Launched in December 2016, the American Talent Initiative is supported by Bloomberg Philanthropies and was founded with a national goal of educating 50,000 additional high-achieving, lower-income students at the 270 colleges and universities with the highest graduation rates by 2025. Based on the most recent federal data available, there are approximately 430,000 lower-income students enrolled at these 270 institutions. ATI's goal is to increase and sustain the total number of lower-income students attending these top-performing colleges to about 480,000 by 2025. To reach this ambitious goal, ATI aims to add more top-performing colleges to its membership in the coming months and years.

Cornell University recognizes that America's top-performing colleges have an important role to play in this effort. Research shows that when high-achieving, lower-income students attend these institutions, they graduate at higher rates, and access to those institutions provides them with a much greater chance of attaining leadership positions and opportunity throughout their lives. Yet in each graduating high school class, there are at least 12,500 lower-income young people with outstanding academic credentials who do not enroll at institutions where they have the greatest likelihood of graduating.

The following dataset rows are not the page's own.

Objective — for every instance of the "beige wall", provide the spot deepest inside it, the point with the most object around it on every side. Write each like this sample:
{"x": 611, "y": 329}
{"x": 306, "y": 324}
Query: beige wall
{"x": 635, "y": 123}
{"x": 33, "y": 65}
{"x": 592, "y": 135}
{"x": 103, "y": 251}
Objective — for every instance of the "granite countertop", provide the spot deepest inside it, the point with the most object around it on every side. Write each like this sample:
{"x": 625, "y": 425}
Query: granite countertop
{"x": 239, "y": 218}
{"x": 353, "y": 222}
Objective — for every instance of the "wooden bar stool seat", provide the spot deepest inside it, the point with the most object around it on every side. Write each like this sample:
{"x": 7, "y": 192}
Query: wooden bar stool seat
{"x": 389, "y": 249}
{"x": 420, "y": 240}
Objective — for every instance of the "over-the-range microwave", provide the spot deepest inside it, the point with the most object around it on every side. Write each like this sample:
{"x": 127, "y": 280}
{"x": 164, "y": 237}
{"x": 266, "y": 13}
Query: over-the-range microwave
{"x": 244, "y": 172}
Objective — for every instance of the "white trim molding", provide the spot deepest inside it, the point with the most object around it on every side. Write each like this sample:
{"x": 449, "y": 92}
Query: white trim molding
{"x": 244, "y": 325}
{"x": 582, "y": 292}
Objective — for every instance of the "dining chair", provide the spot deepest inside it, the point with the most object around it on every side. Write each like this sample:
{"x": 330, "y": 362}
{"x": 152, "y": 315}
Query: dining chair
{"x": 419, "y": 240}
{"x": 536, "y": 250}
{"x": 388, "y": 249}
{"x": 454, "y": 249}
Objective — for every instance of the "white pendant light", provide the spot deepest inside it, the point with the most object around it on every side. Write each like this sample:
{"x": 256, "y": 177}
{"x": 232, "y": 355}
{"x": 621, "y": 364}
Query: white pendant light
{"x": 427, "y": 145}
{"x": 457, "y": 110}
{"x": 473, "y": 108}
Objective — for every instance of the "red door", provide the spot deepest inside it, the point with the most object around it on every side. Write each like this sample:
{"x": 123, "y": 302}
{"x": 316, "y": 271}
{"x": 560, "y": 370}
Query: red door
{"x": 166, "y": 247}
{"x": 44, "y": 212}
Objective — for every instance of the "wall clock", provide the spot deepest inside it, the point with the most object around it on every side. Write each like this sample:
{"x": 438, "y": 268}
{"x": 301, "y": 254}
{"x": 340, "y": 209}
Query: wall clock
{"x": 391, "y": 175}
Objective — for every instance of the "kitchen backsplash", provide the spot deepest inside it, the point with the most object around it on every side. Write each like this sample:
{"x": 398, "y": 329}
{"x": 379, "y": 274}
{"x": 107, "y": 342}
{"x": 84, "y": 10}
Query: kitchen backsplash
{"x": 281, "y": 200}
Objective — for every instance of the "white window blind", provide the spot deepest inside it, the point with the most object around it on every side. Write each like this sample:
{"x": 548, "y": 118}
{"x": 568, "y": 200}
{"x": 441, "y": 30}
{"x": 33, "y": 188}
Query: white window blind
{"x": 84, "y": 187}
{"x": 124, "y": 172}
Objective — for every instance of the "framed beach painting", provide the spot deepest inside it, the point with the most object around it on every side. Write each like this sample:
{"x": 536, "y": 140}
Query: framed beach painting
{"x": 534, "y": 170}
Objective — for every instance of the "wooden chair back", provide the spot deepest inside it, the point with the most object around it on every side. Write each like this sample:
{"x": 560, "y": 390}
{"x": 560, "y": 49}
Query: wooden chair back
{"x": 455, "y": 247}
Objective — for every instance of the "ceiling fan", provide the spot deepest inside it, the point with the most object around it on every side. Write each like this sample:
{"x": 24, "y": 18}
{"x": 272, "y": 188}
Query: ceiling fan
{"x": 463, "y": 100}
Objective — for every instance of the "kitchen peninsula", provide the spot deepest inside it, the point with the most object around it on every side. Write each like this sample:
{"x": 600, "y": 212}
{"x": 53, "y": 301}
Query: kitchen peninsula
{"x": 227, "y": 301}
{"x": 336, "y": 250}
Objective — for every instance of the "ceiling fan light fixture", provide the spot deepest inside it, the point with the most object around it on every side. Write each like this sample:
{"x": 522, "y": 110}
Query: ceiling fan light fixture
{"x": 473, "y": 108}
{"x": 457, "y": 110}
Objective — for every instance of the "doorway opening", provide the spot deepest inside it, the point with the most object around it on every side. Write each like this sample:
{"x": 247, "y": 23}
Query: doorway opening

These students have earned the opportunity these schools offer, but for a variety of reasons — including a lack of information about their options, confusion about costs, and inadequate financial aid offers — many of them simply lack access. The American Talent Initiative seeks to ensure that these "missing" students have a path to attend and thrive at the institutions with the highest-graduation rates and best track records for post-graduate success.

Colleges and universities participating in the American Talent Initiative will further the national goal of developing more talent from every American neighborhood by:

  • Recruiting students from diverse socio-economic backgrounds through robust outreach;
  • Ensuring that admitted lower-income students enroll and are retained through practices that have been shown to be effective;
  • Prioritizing need-based financial aid; and
  • Minimizing or eliminating gaps in progression and graduation rates between and among students from low-, moderate- and high-income families.


Cornell and other ATI members will share lessons learned as well as institutional data, and throughout the coming the coming years, will annually publish their aggregate progress toward meeting the national goal of 50,000 additional lower- income students by 2025. The Aspen Institute's College Excellence Program and Ithaka S+R, the two not-for-profit organizations coordinating the initiative, will study the practices that lead to measurable progress and share that knowledge with field through regular publications. The first of these publications focusing on financial strategies to bolster lower-income student success was published in February on the ATI website.